Adesso testa al Pisa, sfida che può diventare lo spartiacque di questo finale di stagione in Serie A.
Jagiellonia-Fiorentina: le pagelle viola

LEZZERINI 6 – Il nuovo esordio in maglia viola gli regala qualche brivido nella ripresa, ma la sua prova è positiva
FORTINI 6 – Serata a corrente alternata, regala cose positive a distrazioni, disimpegni poco lucidi. Ci mette molta determinazione.
COMUZZO 6,5 – Gara da difensore puro, chiamato a spazzare più che a costruire, e lui si fa trovare pronto.
RANIERI 7 – Torna a vestire la fascia di capitano e fa una gara da leader: la ciliegina del gol che apre la serata.
Dal 22’st PONGRACIC 6 – Buon ingresso.
GOSENS 6 – Sale nel ritmo nella ripresa.

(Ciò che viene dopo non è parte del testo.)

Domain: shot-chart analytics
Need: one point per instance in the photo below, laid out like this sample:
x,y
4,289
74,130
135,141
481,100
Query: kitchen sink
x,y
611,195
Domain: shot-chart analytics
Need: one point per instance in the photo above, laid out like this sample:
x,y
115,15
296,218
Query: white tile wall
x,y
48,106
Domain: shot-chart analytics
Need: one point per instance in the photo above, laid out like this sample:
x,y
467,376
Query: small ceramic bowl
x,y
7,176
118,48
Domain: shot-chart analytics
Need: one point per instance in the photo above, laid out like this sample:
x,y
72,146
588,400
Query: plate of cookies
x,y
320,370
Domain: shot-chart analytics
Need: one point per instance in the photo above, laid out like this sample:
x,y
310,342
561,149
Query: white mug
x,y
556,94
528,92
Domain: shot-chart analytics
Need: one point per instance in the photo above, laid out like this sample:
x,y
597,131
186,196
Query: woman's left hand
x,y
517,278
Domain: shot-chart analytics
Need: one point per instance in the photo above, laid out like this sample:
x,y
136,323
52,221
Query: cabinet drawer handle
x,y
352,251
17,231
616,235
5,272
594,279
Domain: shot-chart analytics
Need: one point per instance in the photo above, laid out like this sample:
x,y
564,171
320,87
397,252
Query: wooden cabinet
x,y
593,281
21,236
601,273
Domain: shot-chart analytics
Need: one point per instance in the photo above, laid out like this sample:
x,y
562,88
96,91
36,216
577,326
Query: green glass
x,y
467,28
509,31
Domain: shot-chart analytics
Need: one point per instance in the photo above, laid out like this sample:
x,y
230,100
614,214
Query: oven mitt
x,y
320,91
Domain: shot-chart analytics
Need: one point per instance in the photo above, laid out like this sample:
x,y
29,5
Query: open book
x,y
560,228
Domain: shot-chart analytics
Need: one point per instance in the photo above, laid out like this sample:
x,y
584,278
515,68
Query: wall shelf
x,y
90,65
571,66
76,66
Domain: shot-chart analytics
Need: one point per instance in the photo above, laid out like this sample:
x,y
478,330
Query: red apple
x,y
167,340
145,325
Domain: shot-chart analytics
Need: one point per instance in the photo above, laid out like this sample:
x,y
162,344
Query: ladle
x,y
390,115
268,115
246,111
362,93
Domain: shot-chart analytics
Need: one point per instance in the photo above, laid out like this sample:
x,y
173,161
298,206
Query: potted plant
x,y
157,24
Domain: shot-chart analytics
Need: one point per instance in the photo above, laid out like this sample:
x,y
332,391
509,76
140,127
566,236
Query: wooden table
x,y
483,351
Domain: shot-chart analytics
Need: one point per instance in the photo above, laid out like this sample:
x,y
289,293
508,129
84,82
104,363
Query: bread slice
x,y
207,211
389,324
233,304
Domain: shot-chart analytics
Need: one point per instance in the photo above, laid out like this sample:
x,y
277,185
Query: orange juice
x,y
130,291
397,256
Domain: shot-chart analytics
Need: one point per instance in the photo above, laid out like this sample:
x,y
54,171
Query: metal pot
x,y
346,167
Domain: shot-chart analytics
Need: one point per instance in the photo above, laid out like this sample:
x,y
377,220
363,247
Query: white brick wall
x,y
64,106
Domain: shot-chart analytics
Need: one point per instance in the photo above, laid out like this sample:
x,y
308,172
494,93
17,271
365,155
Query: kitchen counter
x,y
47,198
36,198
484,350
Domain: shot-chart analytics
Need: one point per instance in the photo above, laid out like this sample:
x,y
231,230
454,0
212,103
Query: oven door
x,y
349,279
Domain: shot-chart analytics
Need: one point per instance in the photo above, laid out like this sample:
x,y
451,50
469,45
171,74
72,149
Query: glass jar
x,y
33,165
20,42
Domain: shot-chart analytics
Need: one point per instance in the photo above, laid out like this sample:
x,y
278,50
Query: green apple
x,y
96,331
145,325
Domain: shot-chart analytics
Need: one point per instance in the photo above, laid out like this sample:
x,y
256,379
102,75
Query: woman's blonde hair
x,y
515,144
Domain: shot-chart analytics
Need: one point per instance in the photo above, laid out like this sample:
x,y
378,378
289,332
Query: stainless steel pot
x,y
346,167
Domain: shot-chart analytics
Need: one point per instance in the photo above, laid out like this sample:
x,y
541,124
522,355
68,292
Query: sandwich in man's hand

Non il miglior Gosens, ma sicuramente in ripresa.
FABBIAN 6,5 – In generale forse la miglior prova sin qui in viola, nel primo tempo si vede pochino, ma nel finale di frazione si crea due ottime occasioni. Più nel gioco nella ripresa.
MANDRAGORA 7,5 – Serata in regia, trova un’altra perla, questa volta su punizione. Peserà l’assenza contro il Pisa.
NDOUR 6 – Forse il meno brillante nel centrocampo di serata, ma alla fine il suo lo fa in modo positivo.
Dal 38’st BALBO – S.v.
HARRISON 6 – Forse sarebbe l’unica insufficienza di serata, ma siamo magnanimi. Cercato poco, lui non si fa rimpiangere quando ha il pallone.
Dal 22’st PARISI 6,5 – Si vede che sta bene, di fisico e di testa.
PICCOLI 6,5 – Si procura il rigore e lo segna con freddezza, con cui forse chiude il problema qualificazione. Prima una partita di alti e bassi contro la difesa polacca.
FAZZINI 7 – Brillante, guizza per tutta la gara sulla fascia sinistra verso il centro, avanti e indietro. Regala l’assist a Ranieri, regala il pallone a Piccoli da cui nasce il rigore del 3-0.